Unabhängig davon, ob das Geld morgen, nächste Woche oder irgendwann nach einem Rechtsstreit kommt, ist etwas anderes bereits beschädigt:

Vertrauen.

Sponsoring funktioniert nicht allein über Geld.

Es funktioniert über Verlässlichkeit.

Ein Veranstalter verkauft einem Sponsor Sichtbarkeit.

Der Sponsor verspricht dafür Geld.

Wenn auf der einen Seite das Logo weiterhin meterhoch über einem Turnier hängt, auf der anderen Seite aber über Monate Geld fehlen soll, gerät dieses Verhältnis aus dem Gleichgewicht.

Und genau deshalb ist die Geschichte für Pferdesport Deutschland, Münster und Hamburg unangenehm.

Sie haben ihren Veranstaltungen den Namen Al Shira’aa gegeben.

Jetzt müssen sie erklären, was dieser Name finanziell eigentlich noch wert ist.

Der deutsche Reitsport sollte daraus lernen

Vielleicht ist das die wichtigste Konsequenz dieses Geldkrimis.

Internationale Sponsoren sind nicht grundsätzlich problematischer als deutsche.

Ein Unternehmen aus Abu Dhabi kann genauso zuverlässig zahlen wie eines aus München.

Und ein deutscher Sponsor kann genauso ausfallen.

Die Herkunft ist nicht das entscheidende Problem.

Entscheidend sind:

Vertragsstruktur, Sicherheiten und Abhängigkeit.

Bei mehrjährigen Großverträgen könnten beispielsweise Bankgarantien, Vorauszahlungen, Treuhandmodelle oder andere Sicherungsmechanismen eine größere Rolle spielen.

Vor allem aber sollten Veranstalter vermeiden, ihre wirtschaftliche Existenz von einem einzigen Geldgeber abhängig zu machen.
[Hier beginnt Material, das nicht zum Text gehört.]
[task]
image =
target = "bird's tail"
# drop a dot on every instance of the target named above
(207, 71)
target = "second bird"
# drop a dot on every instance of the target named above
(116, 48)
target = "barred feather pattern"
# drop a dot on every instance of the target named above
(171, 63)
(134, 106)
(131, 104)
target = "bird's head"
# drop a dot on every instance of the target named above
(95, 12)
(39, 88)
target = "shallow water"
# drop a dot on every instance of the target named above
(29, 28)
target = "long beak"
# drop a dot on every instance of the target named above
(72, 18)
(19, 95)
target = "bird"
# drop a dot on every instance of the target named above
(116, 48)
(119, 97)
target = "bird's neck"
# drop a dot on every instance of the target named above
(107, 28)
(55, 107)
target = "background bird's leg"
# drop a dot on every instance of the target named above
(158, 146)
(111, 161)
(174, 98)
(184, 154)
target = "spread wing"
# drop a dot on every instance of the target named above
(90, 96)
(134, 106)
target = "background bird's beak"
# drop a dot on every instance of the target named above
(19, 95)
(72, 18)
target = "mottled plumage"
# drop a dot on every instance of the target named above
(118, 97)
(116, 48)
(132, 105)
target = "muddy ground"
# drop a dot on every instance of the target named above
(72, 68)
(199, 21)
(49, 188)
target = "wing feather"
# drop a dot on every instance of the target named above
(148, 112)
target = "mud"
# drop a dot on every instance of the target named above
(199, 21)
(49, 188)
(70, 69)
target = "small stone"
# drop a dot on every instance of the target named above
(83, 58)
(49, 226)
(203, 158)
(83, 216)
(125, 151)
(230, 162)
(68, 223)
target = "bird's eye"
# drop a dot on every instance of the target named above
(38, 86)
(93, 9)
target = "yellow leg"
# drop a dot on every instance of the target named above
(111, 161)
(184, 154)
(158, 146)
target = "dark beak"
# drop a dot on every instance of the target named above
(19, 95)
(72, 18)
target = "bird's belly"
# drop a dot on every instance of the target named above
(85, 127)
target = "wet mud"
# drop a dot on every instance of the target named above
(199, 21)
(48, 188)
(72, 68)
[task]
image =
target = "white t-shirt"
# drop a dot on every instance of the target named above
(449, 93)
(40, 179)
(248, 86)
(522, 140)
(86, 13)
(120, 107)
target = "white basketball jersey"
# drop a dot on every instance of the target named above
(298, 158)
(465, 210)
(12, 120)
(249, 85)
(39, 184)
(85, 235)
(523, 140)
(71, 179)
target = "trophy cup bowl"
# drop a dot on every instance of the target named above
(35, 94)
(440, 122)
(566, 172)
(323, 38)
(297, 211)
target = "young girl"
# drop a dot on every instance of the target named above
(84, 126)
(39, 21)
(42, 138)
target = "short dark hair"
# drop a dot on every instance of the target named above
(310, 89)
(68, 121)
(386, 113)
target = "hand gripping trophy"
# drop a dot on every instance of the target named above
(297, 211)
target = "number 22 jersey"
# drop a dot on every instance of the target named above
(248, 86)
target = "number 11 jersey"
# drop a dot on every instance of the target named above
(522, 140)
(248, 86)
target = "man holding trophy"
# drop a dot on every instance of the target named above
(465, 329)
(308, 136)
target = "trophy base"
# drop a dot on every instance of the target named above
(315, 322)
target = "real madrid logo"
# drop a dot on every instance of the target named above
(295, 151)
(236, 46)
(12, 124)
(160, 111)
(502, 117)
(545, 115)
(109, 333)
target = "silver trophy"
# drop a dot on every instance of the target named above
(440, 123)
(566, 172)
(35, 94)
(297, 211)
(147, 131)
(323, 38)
Denn das schönste Sponsoringversprechen hilft wenig, wenn irgendwann niemand mehr ans Telefon geht.

Ein Geldkrimi ohne Schlusskapitel

Und damit sind wir beim derzeit vielleicht erstaunlichsten Teil der Geschichte.
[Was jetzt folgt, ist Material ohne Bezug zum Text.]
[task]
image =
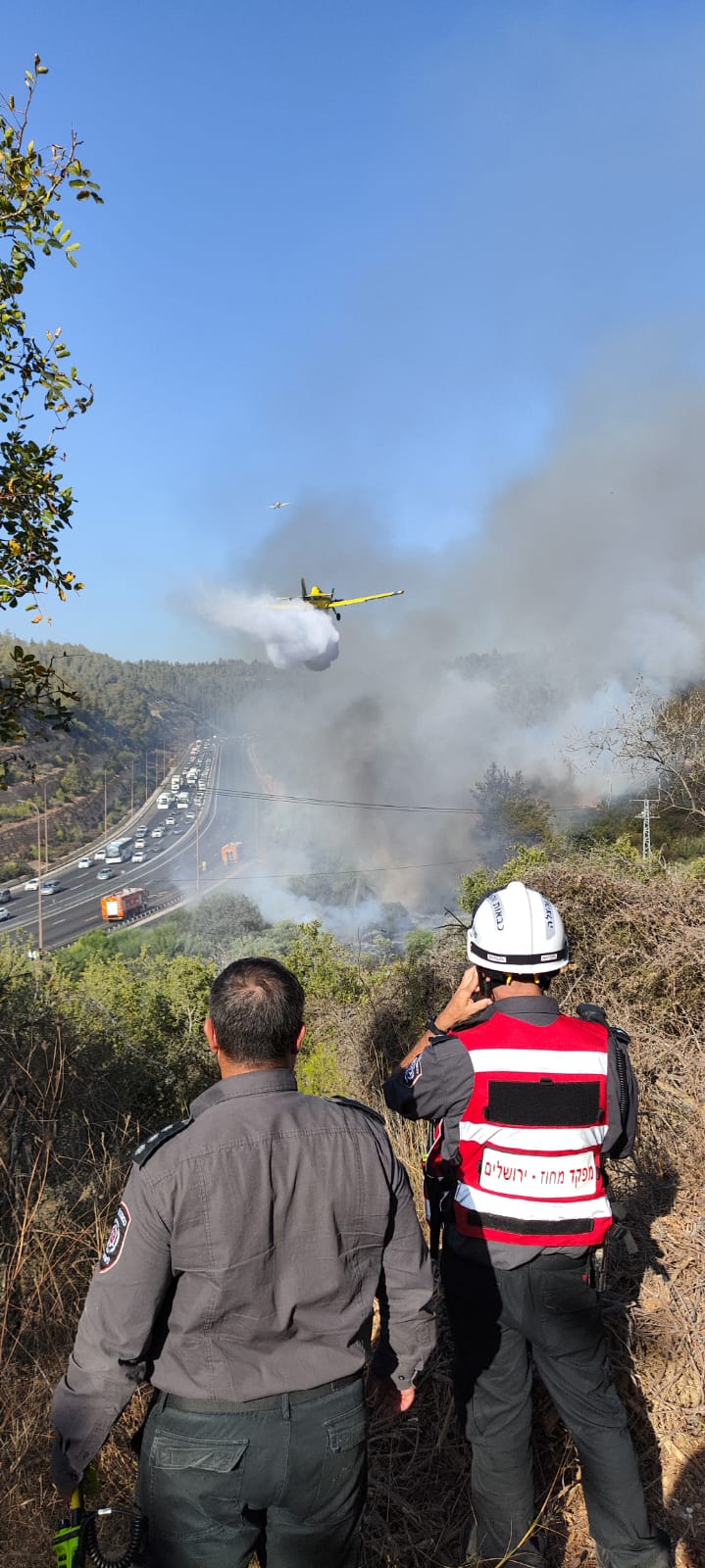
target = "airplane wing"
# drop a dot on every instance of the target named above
(368, 598)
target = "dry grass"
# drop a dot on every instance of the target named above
(637, 949)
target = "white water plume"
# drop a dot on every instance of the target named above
(291, 631)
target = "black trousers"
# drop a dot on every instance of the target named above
(545, 1311)
(283, 1478)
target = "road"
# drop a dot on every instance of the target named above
(184, 862)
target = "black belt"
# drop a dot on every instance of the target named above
(224, 1407)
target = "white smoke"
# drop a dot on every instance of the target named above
(291, 631)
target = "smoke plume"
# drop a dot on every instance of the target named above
(292, 632)
(511, 642)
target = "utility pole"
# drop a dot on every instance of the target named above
(39, 877)
(645, 838)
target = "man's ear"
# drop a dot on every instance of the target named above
(209, 1034)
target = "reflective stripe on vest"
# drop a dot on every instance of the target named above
(532, 1131)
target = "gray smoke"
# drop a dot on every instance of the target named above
(586, 574)
(292, 632)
Wir wissen, wer die Sponsorin ist.

Wir wissen, welche Veranstaltungen unterstützt werden sollten.

Wir wissen, dass langfristige Verträge existieren.
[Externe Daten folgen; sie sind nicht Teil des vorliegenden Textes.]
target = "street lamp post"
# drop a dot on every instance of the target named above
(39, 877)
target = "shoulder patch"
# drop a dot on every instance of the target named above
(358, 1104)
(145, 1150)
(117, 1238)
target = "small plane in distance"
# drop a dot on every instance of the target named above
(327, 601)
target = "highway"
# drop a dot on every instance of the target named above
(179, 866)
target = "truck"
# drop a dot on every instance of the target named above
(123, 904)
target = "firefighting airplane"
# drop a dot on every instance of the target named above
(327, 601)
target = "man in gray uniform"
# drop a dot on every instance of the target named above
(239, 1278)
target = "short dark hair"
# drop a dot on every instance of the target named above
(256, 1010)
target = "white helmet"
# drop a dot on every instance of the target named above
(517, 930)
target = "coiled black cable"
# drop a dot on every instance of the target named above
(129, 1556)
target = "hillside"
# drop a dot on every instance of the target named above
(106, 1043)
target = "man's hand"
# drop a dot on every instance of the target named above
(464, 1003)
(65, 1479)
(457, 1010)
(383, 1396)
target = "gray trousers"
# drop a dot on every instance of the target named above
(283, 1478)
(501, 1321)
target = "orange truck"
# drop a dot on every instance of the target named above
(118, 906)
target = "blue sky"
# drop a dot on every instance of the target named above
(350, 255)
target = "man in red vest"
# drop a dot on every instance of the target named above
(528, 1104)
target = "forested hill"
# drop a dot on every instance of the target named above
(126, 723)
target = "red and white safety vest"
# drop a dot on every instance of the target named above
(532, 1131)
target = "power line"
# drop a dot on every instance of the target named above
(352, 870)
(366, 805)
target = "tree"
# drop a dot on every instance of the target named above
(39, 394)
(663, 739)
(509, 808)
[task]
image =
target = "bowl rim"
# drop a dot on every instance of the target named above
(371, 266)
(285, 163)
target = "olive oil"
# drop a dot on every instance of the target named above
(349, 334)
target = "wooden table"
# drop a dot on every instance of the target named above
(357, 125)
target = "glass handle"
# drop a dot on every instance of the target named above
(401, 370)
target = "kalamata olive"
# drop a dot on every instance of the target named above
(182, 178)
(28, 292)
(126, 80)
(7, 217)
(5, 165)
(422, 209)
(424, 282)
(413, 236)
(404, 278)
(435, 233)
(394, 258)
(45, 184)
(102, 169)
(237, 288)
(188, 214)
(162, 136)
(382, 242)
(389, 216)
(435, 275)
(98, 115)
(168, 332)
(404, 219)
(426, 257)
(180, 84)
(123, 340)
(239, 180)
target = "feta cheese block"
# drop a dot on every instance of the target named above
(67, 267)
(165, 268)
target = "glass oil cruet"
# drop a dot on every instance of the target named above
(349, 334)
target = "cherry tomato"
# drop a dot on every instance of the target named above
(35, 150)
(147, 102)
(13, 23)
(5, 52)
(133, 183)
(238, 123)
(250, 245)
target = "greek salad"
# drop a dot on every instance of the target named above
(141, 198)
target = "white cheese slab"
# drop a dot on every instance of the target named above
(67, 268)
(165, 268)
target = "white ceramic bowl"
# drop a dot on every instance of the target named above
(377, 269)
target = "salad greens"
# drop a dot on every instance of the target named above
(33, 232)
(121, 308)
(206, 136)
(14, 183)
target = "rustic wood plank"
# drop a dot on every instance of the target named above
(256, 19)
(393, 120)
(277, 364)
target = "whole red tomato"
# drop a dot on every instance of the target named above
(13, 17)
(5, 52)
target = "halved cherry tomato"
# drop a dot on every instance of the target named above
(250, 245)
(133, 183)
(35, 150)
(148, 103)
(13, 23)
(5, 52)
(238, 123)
Wir wissen aus aktuellen Berichten, dass Zahlungen teilweise ausgeblieben sein sollen.

Wir wissen, dass selbst hochrangige deutsche Reitsportfunktionäre offenbar Schwierigkeiten haben, Kontakt herzustellen.

Was wir nicht wissen:

Warum?

Ist es eine vorübergehende Unterbrechung?

Ein Vertragsstreit?

Eine interne Neuordnung?

Das Ende des deutschen Sponsorings?

Oder kommt das Geld doch noch?

Bis diese Fragen beantwortet sind, bleibt dem deutschen Reitsport eine ziemlich ungewöhnliche Situation:

Die Pferde sind da.

Die Turniere sind da.

Die Verträge sind da.

Die Logos sind da.

Nur ein Teil des Geldes fehlt offenbar.

Und die Frau, die dieses Geld versprochen haben soll, ist für ihre deutschen Partner derzeit offenbar kaum zu erreichen.

Das ist kein gewöhnliches Sponsorenproblem mehr.

Das ist ein Geldkrimi.

Und sein teuerstes Kapitel könnte erst noch geschrieben werden.